— Я хотел бы переговорить с ними наедине.
— Оставайтесь здесь, — поднимаясь, проговорил Шактер. — Мы с моим клиентом перейдем в другой кабинет.
Когда дверь закрылась, Марсель повернулся к адвокату:
— Ну, что ты думаешь? Шактер склонил голову набок.
— Они у нас в руках. Надеюсь только, что информация о кортегуанских законах, которую ты мне предоставил, соответствует действительности.
Марсель улыбнулся.
— Даже если и нет, то я уверен, что смогу внести в их законодательство необходимые поправки. Это обойдется мне дешевле, чем требования Амоса.
22
— За свадебным платьем я поеду в Париж, — сказала Ампаро, — а оттуда мы с Даксом отправимся в поездку по Европе.
— Ты никуда не поедешь, — терпеливо ответил президент. — Ты останешься здесь. Платье сошьют местные мастерицы, так же, как и твоей матери.
Ампаро подошла к столу и уставилась на отца.
— Какое еще платье моей матери? — в голосе ее звучал нескрываемый сарказм. — Ты ведь никогда не был женат.
— Это не имеет значения. Твоя мать за платьями в Париж не ездила.
— А разве у нее была такая возможность? Ты не выпускал ее даже из дома, все боялся, что она уйдет от тебя.

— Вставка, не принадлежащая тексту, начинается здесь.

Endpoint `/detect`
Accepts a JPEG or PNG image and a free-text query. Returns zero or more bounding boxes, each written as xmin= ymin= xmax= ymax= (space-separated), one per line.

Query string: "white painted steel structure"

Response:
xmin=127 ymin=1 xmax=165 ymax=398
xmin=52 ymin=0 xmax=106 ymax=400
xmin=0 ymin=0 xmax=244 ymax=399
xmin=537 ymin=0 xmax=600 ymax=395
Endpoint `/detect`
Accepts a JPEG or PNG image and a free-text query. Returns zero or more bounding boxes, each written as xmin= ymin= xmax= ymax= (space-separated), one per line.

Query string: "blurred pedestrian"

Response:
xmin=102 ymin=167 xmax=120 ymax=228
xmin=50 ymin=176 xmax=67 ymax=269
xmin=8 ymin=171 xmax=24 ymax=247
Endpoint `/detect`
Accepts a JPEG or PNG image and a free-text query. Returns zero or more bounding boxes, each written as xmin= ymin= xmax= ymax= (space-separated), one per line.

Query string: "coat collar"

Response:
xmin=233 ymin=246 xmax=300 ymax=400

Президент поднялся из-за стола.
— Ты останешься здесь. Вызовешь сюда портного. Тебе предстоит много работы.
— Я и так уже сделала немало! А теперь мне хочется посмотреть на мир. Надоело торчать здесь в грязи вместе с этими крестьянами.

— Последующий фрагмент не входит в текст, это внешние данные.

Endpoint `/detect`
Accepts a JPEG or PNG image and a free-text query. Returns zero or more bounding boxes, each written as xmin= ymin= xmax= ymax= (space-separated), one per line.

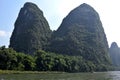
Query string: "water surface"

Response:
xmin=0 ymin=71 xmax=120 ymax=80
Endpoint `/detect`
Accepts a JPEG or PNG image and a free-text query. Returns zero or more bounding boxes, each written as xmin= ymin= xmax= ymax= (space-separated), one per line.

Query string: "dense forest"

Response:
xmin=0 ymin=46 xmax=112 ymax=72
xmin=0 ymin=2 xmax=116 ymax=72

— Не забывай, что своим положением ты обязана этим самым крестьянам, — прорычал он. — Кто назвал тебя «принцессой»? Они. Кто сделал тебя образцом для кортегуанских женщин? Крестьяне.
— Значит, всю свою жизнь я должна буду прожить здесь, задыхаясь от вечной благодарности к ним?
— Точно так. Ты не принадлежишь себе, ты принадлежишь нации.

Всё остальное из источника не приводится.